Global Air Freight Demand Strong In First Half
Global demand for air freight grew by 10.4 percent in the first six months of 2017, the strongest first half performance since the global financial crisis in 2010.
Freight capacity also rose in the period, IATA said in its monthly update, but by a more modest 3.6 percent compared with same period in 2016.
“Air cargo is flying high on the back of a stronger global economy. Demand is growing at a faster pace than at any time since the global financial crisis. That’s great news after many years of stagnation,” IATA Director General Alexandre de Juniac said.
Regionally, Africa saw the highest rate of growth, 31.6 percent, but from a low base. Of the larger markets, Europe’s freight demand increased by 14.3 percent, North America by 12.7 percent, and Asia Pacific by 10.1 percent in freight tonne km terms.

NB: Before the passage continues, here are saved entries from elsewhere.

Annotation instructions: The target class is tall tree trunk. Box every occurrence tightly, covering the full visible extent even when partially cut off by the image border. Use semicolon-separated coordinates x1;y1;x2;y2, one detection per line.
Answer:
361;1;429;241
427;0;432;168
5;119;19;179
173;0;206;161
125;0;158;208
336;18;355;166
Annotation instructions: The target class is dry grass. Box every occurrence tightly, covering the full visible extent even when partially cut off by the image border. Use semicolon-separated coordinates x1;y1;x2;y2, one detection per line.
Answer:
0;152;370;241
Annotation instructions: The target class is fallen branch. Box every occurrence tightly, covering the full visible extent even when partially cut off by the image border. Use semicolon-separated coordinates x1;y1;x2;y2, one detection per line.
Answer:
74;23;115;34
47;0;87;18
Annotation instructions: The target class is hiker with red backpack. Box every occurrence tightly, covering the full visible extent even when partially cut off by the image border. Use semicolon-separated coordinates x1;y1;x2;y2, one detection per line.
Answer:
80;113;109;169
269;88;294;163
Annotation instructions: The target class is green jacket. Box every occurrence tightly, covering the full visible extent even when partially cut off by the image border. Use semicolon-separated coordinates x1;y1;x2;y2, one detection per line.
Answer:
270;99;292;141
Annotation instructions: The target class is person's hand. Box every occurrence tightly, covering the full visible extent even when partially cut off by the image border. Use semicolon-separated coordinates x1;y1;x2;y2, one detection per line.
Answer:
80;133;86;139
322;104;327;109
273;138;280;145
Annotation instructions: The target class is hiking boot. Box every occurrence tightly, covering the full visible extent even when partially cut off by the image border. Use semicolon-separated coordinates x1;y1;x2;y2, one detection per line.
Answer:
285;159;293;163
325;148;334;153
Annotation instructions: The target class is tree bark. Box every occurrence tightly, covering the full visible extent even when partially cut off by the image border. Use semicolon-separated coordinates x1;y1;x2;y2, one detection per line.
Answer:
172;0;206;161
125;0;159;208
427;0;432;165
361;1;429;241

Capacity increased in all regions, with Asia Pacific topping the table with a 7.8 percent increase, Africa came a close second on 7.6 percent, and Europe third with a 6.1 percent lift. North America increased freight capacity by 3.0 percent.
IATA said the growth of air freight demand is consistent with improved global trade, with new global export orders remaining close to a six-year high. However, it warned of signs that the cyclical growth period may have peaked.
“The global inventory-to-sales ratio has stopped falling. This indicates that the period when companies look to restock inventories quickly, which often gives air cargo a boost, may be nearing an end,” IATA said in a statement.